Ich würde doch sagen, daß es schon einen kleinen Unterschied macht.
Ich meinte eher "Der Satz 'Dieser Satz enthält 30 Zeichen' enthält 30 Zeichen" == satz_enthält_30_zeichen("Dieser Satz enthält 30 Zeichen")
Die Aussage "Der Satz 'abc def ghi jkl mno pqr stu vw' enthält 30 Zeichen" ist ja wieder eine ganz andere, obgleich auch wahr.
Und es ist sicher Haarspalterei, aber man könnte auch sagen, der Satz "Dieser Satz enthält 30 Zeichen" meint den Satz "Dieser Satz enthält 30 Zeichen", die Reflexion "dieser" in der deutschen Sprache ist ja nur ein relativer Verweis.

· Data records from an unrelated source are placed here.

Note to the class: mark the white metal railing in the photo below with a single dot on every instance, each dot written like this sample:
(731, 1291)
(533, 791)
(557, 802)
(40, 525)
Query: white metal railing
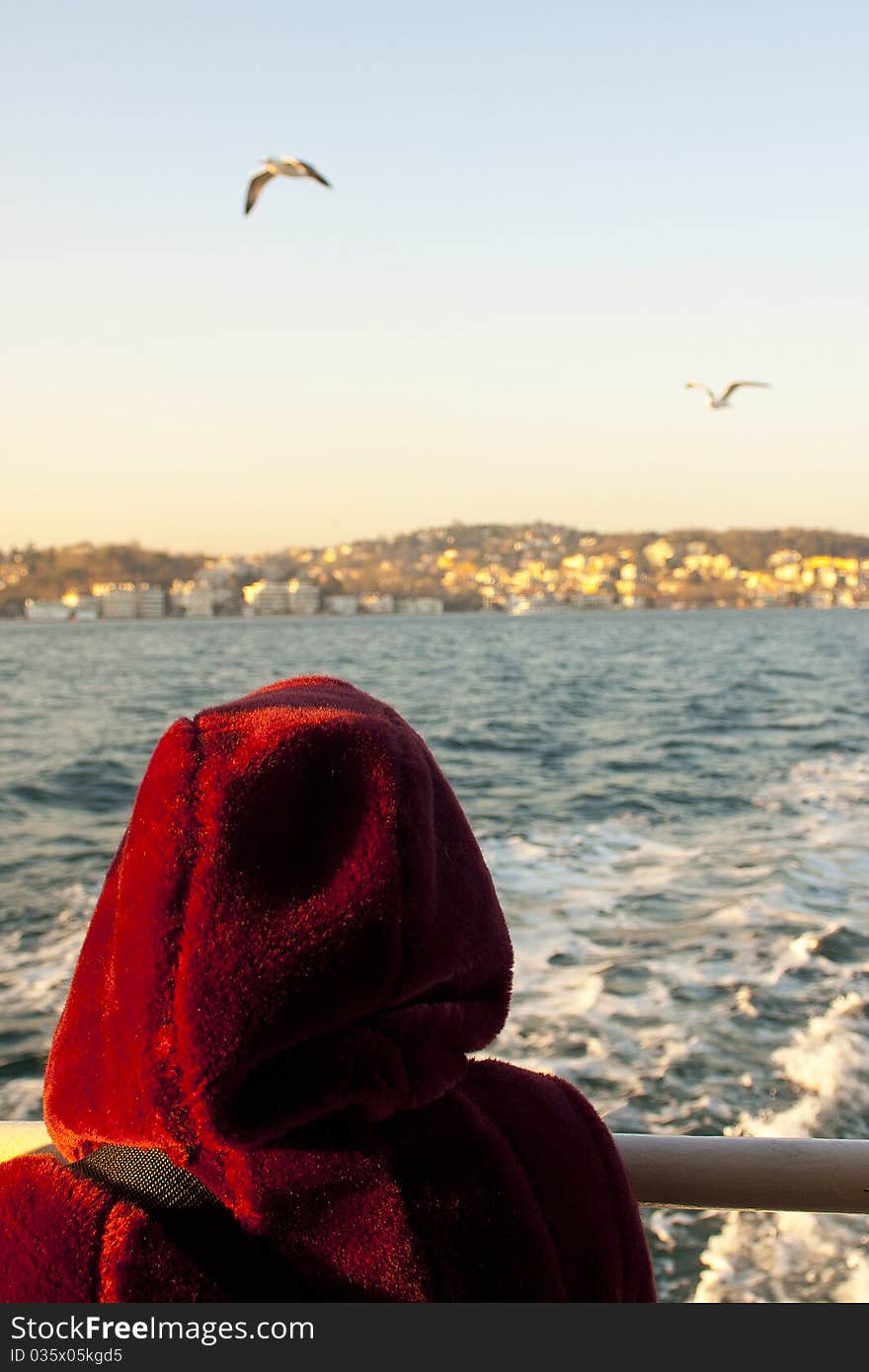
(826, 1176)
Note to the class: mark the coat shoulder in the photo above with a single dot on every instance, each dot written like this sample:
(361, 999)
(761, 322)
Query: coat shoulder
(577, 1176)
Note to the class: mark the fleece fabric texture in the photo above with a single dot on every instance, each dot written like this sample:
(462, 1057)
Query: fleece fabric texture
(296, 949)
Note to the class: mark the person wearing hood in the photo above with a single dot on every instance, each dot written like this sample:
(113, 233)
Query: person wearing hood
(261, 1087)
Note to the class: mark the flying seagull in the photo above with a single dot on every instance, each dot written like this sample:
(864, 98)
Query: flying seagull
(722, 402)
(278, 166)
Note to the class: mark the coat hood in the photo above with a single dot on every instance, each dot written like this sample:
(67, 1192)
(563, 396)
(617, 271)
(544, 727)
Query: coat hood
(298, 922)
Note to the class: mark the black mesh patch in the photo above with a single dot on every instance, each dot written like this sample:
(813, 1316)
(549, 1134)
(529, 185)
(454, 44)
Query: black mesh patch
(243, 1265)
(144, 1176)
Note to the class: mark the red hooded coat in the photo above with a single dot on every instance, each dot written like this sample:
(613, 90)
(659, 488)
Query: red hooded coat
(295, 950)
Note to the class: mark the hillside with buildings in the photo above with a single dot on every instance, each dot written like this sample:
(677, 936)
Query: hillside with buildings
(514, 569)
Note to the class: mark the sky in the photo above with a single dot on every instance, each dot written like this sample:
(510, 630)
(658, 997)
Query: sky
(544, 220)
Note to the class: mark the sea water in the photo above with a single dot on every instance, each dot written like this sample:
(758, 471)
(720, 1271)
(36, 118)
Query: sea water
(674, 808)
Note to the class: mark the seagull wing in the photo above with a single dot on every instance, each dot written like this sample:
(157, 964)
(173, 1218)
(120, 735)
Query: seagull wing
(313, 173)
(729, 389)
(259, 180)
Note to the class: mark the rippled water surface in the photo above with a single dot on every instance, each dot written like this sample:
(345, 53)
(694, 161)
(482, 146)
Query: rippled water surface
(675, 813)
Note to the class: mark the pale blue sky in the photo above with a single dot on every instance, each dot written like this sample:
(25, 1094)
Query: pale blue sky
(544, 220)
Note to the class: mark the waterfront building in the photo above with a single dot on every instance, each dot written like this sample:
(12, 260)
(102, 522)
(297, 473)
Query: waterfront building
(302, 597)
(341, 604)
(85, 608)
(46, 612)
(375, 604)
(419, 605)
(194, 600)
(150, 602)
(270, 597)
(118, 602)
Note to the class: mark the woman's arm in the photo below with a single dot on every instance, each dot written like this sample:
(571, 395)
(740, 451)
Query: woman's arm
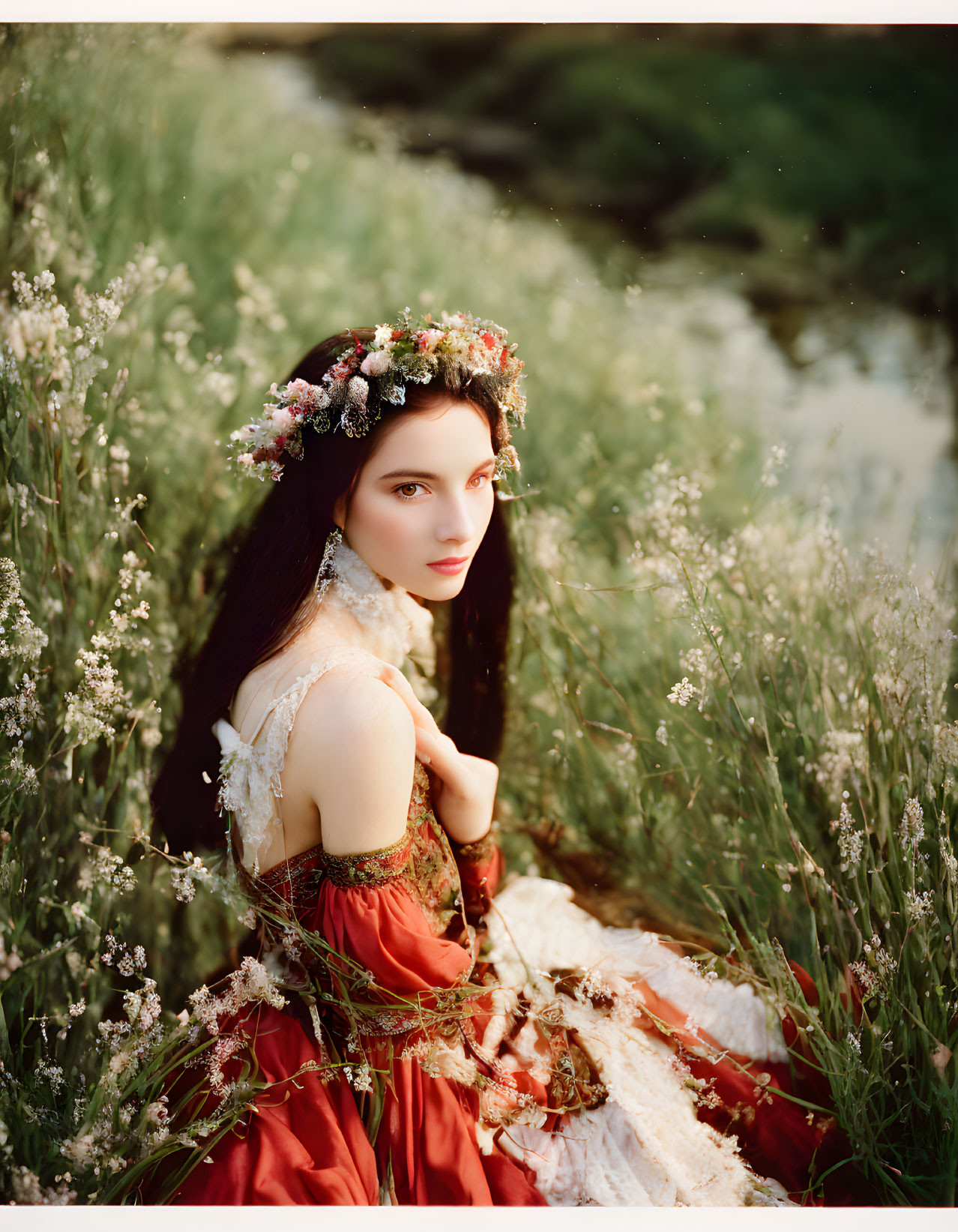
(463, 787)
(356, 745)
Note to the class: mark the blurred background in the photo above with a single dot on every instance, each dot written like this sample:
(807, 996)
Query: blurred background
(785, 196)
(728, 258)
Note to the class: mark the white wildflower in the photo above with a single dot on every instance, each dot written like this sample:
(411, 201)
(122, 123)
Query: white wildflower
(682, 693)
(920, 904)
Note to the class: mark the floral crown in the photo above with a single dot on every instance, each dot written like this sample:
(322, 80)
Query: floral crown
(372, 371)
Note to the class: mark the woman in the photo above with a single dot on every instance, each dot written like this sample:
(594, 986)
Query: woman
(424, 1042)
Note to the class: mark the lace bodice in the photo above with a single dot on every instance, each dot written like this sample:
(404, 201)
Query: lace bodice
(250, 772)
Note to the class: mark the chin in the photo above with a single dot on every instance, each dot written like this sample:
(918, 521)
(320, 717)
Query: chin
(437, 589)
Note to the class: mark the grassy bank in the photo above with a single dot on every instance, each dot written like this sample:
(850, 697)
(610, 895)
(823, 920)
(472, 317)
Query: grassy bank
(702, 679)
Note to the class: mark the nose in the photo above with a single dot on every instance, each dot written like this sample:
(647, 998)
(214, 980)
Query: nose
(457, 521)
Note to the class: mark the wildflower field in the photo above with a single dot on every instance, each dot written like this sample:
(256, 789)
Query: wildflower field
(724, 724)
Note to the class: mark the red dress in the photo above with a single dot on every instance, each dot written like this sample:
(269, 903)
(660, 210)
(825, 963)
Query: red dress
(440, 1049)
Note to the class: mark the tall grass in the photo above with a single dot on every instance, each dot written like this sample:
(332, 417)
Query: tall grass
(181, 232)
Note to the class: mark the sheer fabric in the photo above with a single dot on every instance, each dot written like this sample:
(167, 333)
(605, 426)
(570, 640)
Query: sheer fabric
(526, 1055)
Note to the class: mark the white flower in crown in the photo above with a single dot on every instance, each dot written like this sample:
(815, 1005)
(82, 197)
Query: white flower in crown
(371, 373)
(376, 362)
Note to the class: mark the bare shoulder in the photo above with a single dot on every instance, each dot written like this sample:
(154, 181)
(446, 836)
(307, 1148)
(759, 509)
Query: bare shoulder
(352, 752)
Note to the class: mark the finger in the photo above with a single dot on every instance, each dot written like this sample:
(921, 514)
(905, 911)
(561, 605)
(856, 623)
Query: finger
(440, 754)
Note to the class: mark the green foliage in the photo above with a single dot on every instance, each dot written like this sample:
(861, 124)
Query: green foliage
(186, 228)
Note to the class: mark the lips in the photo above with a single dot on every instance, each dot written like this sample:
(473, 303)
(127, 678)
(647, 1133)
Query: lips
(451, 565)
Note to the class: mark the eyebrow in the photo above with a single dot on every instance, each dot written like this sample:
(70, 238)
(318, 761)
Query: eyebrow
(427, 475)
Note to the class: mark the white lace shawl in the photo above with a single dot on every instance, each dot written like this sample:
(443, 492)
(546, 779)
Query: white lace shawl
(250, 774)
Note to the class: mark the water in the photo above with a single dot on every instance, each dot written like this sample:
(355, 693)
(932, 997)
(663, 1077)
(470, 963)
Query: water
(860, 393)
(861, 397)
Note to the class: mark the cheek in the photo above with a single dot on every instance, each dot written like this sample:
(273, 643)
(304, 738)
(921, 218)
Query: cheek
(379, 521)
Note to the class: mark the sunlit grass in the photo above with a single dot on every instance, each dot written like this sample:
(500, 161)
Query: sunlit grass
(201, 233)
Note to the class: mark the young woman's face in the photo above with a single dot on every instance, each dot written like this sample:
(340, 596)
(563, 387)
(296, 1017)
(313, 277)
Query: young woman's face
(424, 498)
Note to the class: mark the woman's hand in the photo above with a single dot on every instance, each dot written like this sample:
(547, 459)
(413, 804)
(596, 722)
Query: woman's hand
(463, 787)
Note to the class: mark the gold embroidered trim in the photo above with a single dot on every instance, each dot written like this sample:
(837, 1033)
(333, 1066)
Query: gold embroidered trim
(368, 868)
(478, 852)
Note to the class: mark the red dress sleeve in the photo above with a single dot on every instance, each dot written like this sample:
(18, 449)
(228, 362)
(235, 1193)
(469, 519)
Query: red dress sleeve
(382, 928)
(480, 866)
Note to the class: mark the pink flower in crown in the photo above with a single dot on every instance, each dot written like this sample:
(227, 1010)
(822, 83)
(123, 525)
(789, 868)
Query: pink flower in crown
(376, 362)
(427, 340)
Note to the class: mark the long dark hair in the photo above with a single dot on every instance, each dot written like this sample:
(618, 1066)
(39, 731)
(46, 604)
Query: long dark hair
(265, 603)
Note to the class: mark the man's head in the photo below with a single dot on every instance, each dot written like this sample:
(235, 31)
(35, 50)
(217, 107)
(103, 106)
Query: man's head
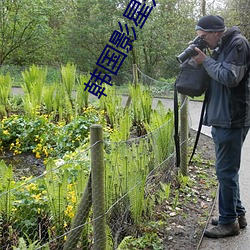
(211, 29)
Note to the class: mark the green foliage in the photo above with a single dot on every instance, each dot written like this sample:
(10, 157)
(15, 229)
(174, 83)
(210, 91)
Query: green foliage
(5, 89)
(43, 137)
(161, 126)
(141, 104)
(6, 184)
(33, 85)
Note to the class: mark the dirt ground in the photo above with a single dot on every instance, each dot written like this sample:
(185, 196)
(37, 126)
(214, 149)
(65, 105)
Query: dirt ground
(196, 201)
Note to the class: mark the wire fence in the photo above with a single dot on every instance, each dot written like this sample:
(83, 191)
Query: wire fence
(55, 210)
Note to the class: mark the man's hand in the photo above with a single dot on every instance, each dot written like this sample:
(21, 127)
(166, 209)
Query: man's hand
(200, 58)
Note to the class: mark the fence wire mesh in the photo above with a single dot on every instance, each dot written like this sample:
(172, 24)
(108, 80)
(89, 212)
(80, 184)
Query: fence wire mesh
(45, 210)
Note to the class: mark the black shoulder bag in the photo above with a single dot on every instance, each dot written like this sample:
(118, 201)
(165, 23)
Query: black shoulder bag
(191, 81)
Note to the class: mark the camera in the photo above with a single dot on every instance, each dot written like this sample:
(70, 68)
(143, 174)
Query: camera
(190, 51)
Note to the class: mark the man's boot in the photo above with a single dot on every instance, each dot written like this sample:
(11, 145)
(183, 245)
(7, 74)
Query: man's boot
(241, 219)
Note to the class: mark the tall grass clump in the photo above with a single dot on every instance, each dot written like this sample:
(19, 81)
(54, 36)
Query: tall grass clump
(34, 80)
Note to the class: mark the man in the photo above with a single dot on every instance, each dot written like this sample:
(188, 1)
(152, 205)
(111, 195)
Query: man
(228, 112)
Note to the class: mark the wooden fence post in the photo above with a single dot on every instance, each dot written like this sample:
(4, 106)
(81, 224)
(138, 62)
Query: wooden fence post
(98, 194)
(184, 135)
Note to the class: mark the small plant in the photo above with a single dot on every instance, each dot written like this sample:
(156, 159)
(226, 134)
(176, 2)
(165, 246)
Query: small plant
(5, 90)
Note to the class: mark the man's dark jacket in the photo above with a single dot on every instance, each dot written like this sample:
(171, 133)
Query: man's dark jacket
(229, 90)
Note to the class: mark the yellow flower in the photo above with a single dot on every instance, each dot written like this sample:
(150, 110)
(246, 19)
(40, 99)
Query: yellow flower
(69, 211)
(37, 196)
(31, 187)
(38, 156)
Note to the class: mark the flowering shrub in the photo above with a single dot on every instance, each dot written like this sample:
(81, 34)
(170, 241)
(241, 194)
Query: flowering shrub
(43, 137)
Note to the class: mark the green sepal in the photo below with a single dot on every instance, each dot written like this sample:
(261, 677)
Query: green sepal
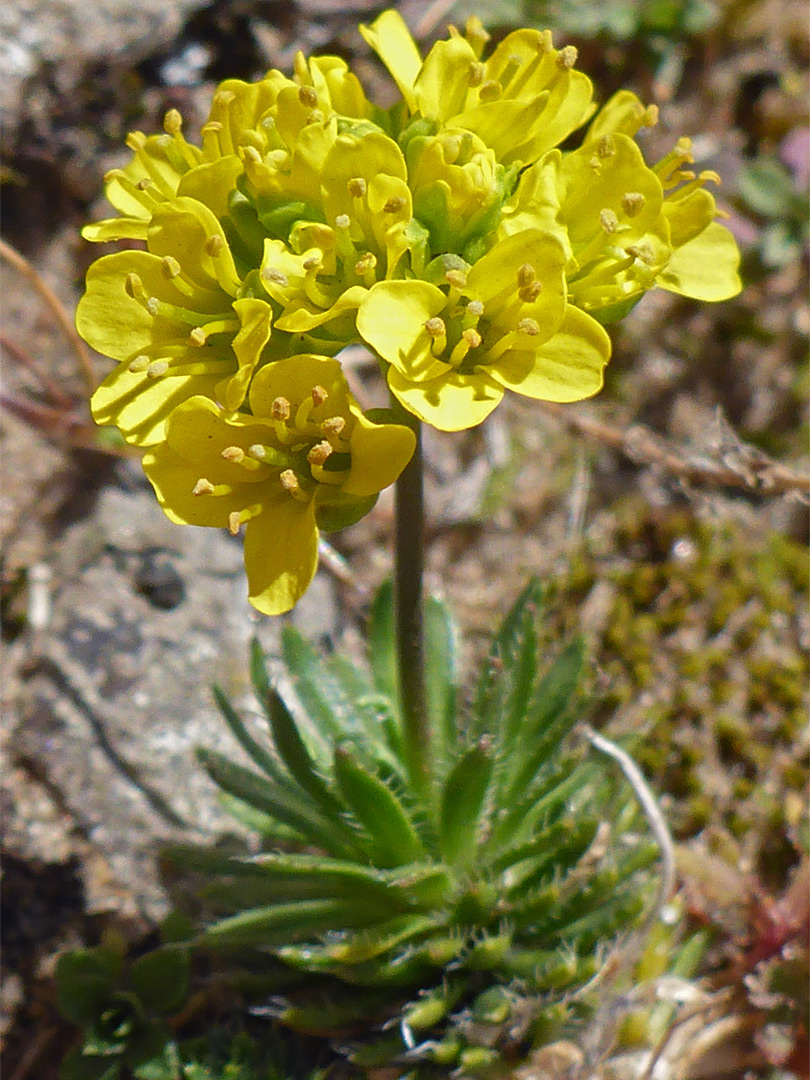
(279, 923)
(161, 979)
(463, 802)
(393, 838)
(287, 807)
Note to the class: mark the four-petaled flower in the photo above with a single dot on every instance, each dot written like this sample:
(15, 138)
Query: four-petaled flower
(307, 459)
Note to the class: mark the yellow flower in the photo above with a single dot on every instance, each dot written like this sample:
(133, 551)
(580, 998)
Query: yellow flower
(307, 459)
(177, 321)
(523, 100)
(503, 324)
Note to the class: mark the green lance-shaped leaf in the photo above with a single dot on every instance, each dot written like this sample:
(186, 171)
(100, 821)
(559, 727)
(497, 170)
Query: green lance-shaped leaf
(393, 838)
(257, 753)
(505, 683)
(382, 643)
(281, 923)
(161, 979)
(285, 805)
(545, 723)
(441, 675)
(463, 802)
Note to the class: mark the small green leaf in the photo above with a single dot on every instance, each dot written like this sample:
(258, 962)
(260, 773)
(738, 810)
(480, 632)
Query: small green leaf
(287, 807)
(161, 979)
(382, 643)
(394, 839)
(441, 674)
(282, 923)
(463, 801)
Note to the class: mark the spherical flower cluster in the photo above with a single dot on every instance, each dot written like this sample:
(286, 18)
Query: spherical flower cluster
(448, 234)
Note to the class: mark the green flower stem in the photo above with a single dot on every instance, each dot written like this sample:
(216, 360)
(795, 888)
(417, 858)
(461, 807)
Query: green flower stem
(409, 608)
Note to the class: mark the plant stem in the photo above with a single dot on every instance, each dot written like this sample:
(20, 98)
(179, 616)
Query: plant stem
(409, 610)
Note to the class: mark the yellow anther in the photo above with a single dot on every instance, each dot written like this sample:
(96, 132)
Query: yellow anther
(171, 267)
(633, 203)
(333, 426)
(275, 277)
(567, 56)
(530, 293)
(319, 454)
(365, 262)
(529, 326)
(289, 481)
(526, 275)
(608, 220)
(308, 96)
(134, 286)
(173, 122)
(476, 73)
(214, 245)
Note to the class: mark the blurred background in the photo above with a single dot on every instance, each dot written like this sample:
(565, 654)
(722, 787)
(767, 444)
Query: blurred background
(669, 517)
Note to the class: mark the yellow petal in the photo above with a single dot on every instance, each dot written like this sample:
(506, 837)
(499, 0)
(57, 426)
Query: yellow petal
(379, 454)
(705, 268)
(390, 38)
(453, 402)
(281, 554)
(566, 368)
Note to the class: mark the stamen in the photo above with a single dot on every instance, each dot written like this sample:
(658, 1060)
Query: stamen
(173, 122)
(530, 293)
(633, 203)
(526, 275)
(171, 267)
(275, 277)
(281, 409)
(608, 220)
(490, 91)
(567, 56)
(308, 96)
(319, 454)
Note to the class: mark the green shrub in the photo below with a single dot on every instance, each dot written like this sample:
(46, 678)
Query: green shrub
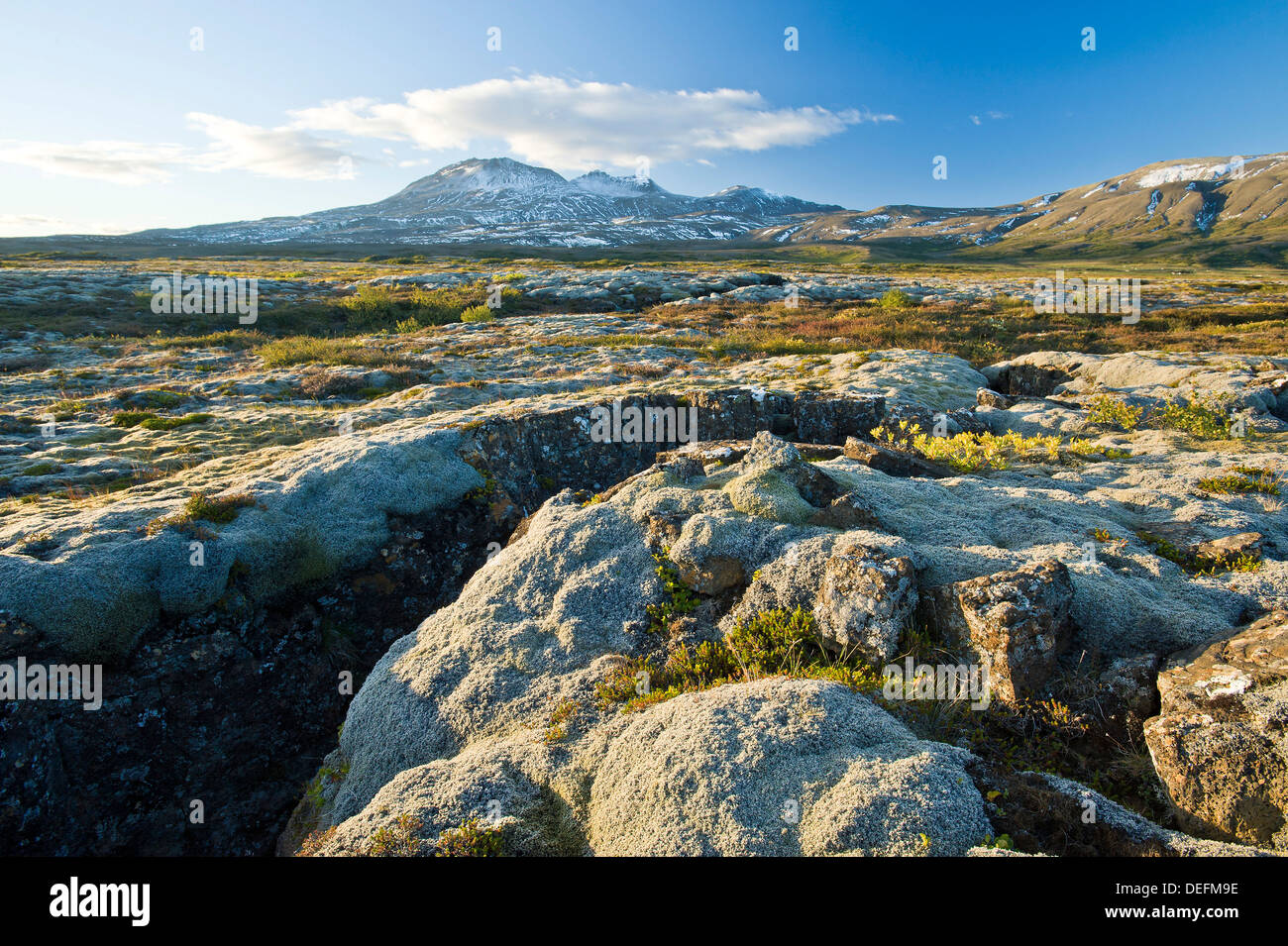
(769, 644)
(172, 422)
(1206, 418)
(896, 299)
(471, 839)
(1112, 412)
(132, 418)
(1244, 478)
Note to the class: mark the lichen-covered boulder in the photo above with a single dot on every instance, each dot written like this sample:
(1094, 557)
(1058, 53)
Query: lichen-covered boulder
(1219, 740)
(1016, 622)
(780, 768)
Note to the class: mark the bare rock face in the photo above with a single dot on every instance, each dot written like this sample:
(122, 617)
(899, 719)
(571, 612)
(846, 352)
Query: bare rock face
(1017, 623)
(1231, 547)
(866, 600)
(893, 463)
(1219, 743)
(1129, 681)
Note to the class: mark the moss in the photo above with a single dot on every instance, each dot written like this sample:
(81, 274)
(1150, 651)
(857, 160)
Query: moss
(132, 418)
(970, 452)
(1199, 564)
(172, 422)
(1203, 418)
(472, 838)
(768, 495)
(1112, 412)
(562, 714)
(398, 841)
(769, 644)
(201, 507)
(1243, 478)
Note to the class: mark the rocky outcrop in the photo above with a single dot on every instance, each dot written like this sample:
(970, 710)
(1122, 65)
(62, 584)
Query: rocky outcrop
(867, 600)
(1016, 622)
(1219, 740)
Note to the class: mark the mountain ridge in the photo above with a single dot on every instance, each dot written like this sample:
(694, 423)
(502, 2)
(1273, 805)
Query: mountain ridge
(501, 202)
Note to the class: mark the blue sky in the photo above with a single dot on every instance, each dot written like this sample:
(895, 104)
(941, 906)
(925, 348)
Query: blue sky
(110, 120)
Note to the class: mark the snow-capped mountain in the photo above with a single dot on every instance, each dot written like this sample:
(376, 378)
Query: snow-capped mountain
(505, 201)
(1225, 207)
(1176, 201)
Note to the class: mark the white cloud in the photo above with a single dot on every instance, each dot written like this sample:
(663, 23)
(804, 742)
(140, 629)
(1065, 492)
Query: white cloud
(571, 125)
(279, 152)
(575, 126)
(120, 162)
(991, 113)
(43, 226)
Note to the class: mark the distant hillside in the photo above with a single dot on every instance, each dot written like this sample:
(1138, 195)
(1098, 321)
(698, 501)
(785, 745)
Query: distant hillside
(1215, 211)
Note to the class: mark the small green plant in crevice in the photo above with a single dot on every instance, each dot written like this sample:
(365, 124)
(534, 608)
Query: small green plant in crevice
(397, 841)
(1199, 564)
(472, 838)
(483, 493)
(172, 422)
(681, 600)
(967, 452)
(562, 714)
(1207, 418)
(132, 418)
(1241, 478)
(773, 643)
(896, 300)
(219, 510)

Beispiel: Frau Merkel sagt: "Ich bin Bundeskanzlerin von Deutschland". Diese Aussage ist richtig. Deswegen kann sie doch nicht falsch werden, wenn sie von einem anderen gesagt wird. Der Fehler, der aber eventuell gemacht wird, ist aber, dass andere Personen nicht in der Lage sind, in der Aussage "ich" zu verwenden, das ein relatives Bezugswort ist, welches sich in der originalen Aussage auf Merkel bezieht. Wenn also Tante Emma sagt "Ich bin Bundeskanzlerin von Deutschland", ist das eine andere Aussage. Die korrekte Variante wäre "Angela Merkel ist Bundeskanzlerin von Deutschland" und diese ist mit der ursprünglichen Aussage von Angela Merken äquivalent.